Reforms to the gig economy expected to improve rights for up to 1.1 million people have been delayed until next year, in the latest sign that Brexit negotiations are hampering domestic policy.
Ministers had intended to announce before the end of this month whether they would introduce fresh legislation on modern working practices. But that plan has been shelved amid growing concern that reforms to boost workers’ rights could face parliamentary opposition from the rightwing of the Conservative party.
Downing Street’s adviser on modern work, Matthew Taylor, recommended reforms to employment law, which defines whether someone is a worker and therefore eligible for sick pay and the national minimum wage, or is genuinely self-employed.
It was expected to mean enhanced terms for large numbers of gig workers including tens of thousands of minicab drivers and couriers working for companies such as Uber, Deliveroo and Hermes, which use technology to enable gig working and have treated people as self-employed and therefore not entitled to the national minimum wage or sick pay.
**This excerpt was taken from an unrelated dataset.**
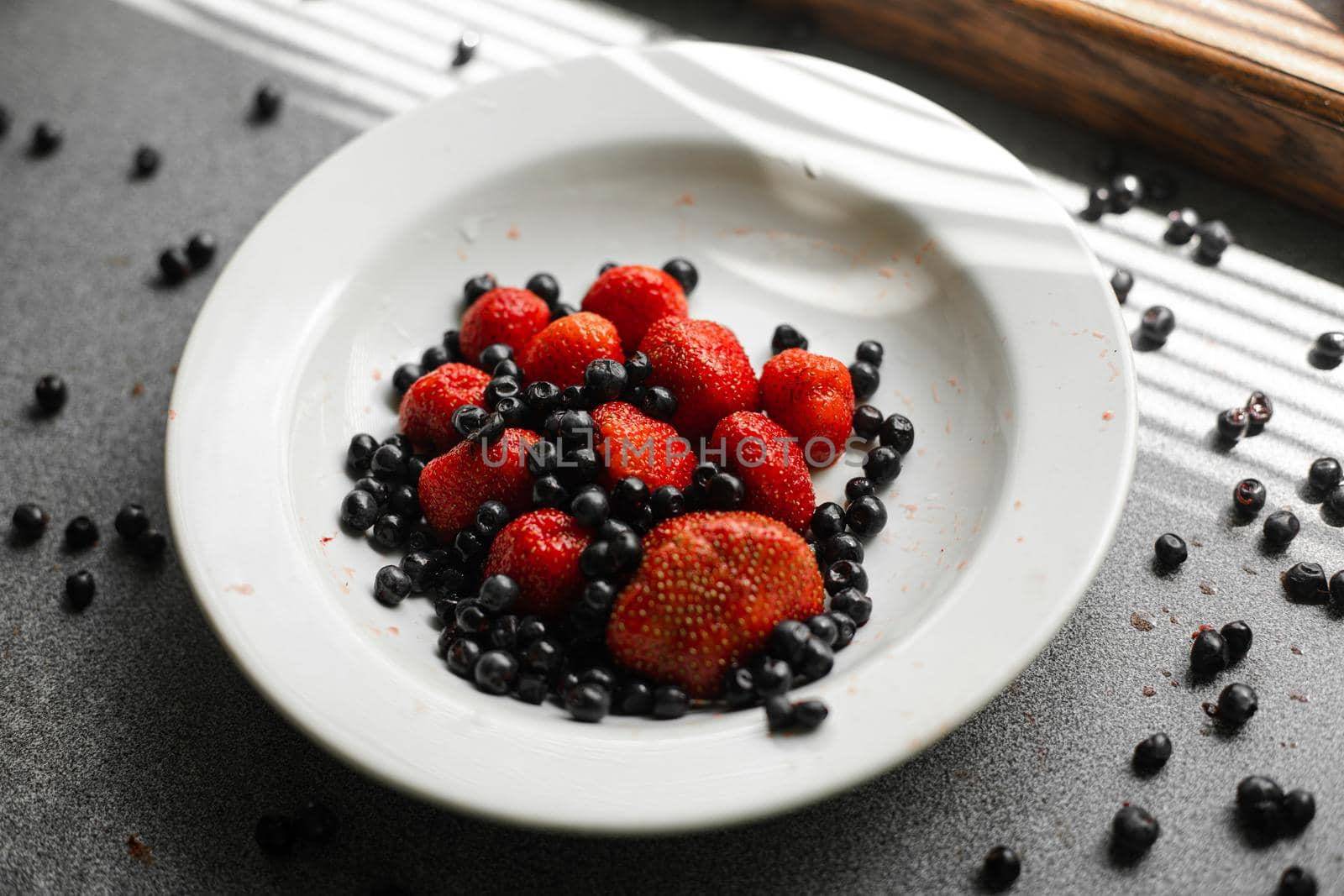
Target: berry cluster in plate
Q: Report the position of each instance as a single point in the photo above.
(609, 510)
It could also put an end to the rash of court cases being fought by gig economy contractors, many of whom have successfully claimed they are in fact treated as employed workers only without the benefits.
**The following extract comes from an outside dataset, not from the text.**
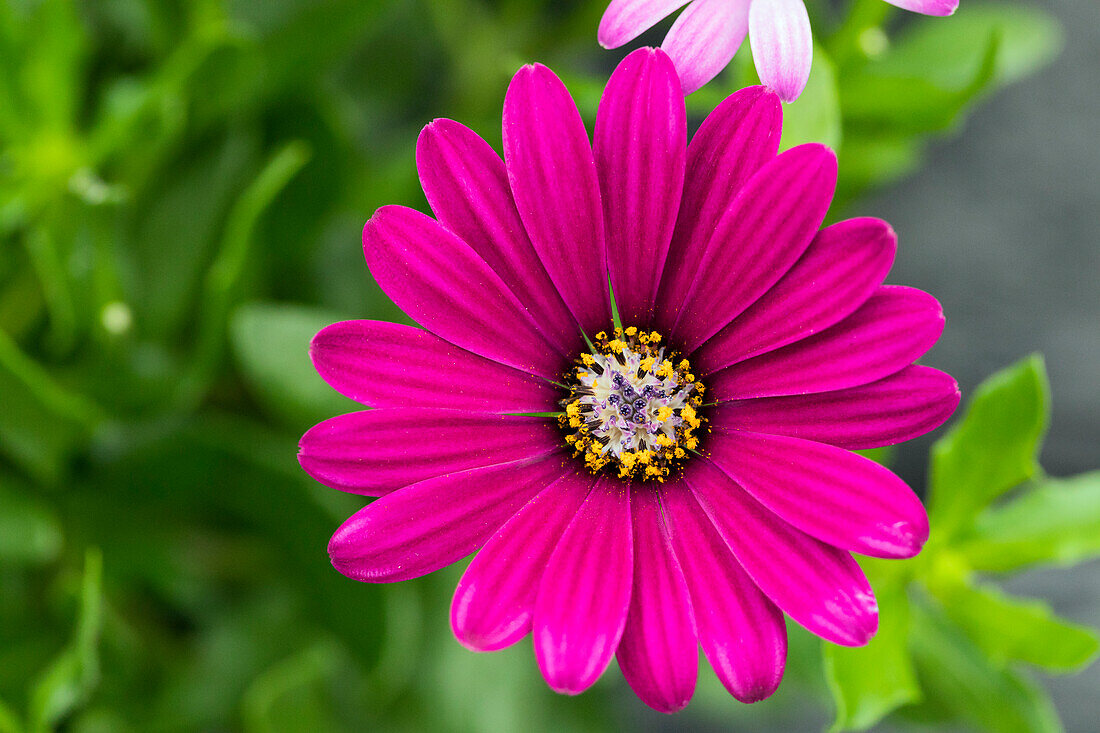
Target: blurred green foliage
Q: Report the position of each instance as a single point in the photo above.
(182, 187)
The minicab app company Uber was told on Monday that it would not be allowed to immediately appeal to the supreme court following last year’s test-case ruling that two of its drivers should have been classed as workers rather than self-employed. Instead it will have to make its case at the court of appeal, which means the legal dispute could extend into 2019. Hermes, the courier company, Deliveroo, the take-away delivery company, and Pimlico Plumbers are among the companies that have faced legal challenges over employment status.
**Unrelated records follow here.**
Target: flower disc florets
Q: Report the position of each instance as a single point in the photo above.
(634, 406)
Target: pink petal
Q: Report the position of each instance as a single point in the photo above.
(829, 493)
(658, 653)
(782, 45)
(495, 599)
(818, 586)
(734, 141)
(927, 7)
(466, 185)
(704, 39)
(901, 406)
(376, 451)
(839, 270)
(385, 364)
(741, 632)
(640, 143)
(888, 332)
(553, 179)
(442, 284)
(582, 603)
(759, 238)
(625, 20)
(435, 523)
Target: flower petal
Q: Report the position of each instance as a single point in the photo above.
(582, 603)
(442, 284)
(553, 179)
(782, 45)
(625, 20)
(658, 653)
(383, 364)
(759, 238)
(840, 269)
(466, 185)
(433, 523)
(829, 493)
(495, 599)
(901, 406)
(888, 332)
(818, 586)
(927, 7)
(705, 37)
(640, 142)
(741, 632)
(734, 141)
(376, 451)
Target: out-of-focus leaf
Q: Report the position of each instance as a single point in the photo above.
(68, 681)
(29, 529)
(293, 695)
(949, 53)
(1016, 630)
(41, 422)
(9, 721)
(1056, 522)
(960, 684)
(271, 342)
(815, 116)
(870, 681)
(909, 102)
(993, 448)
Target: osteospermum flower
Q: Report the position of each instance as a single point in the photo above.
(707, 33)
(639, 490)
During this year’s general election campaign, Theresa May promised the “greatest extension of rights and protections for employees by any Conservative government in history”. She appointed Taylor in October 2016, four months after she became prime minister, and told the nation she would “be driven not by the interests of the privileged few” but people such as those “who have a job but you don’t always have job security”.
It is now five months since Taylor published his review in July and Margot James, a business minister, told parliament: “I am determined that we consider the report very carefully and we will respond fully by the end of the year.”
However, parts of the reform have now been taken over by the chancellor, Philip Hammond, because they affect national insurance contributions, James revealed on Tuesday. She told parliament the government’s view was “there is too much bogus self-employment”. But the Treasury is thought to harbour concerns that any action that increases the cost of employment could reduce the total UK employment rate. Self-employment has accounted for 45% of all UK employment growth since 2008, according to the Resolution Foundation thinktank.
“Matthew Taylor’s review threw up some complex ideas and was wide-ranging,” said a spokesperson for the Department for Business, Energy and Industrial Strategy. “It is quite right the government gives due attention to the recommendations.”
One of the major gig economy companies told the Guardian that shifting self-employed contractors to worker status would increase the unit labour cost by 20%.
Taylor confirmed on Tuesday that the response is now expected early next year. He said: “I would rather it was later and stronger rather than earlier and weaker.”
There are around 1.1 million people in gig work in Britain, more than half of whom work as taxi drivers, delivery couriers, and in on-demand skilled building trades, cleaning, removals and DIY, according to the Royal Society of Arts.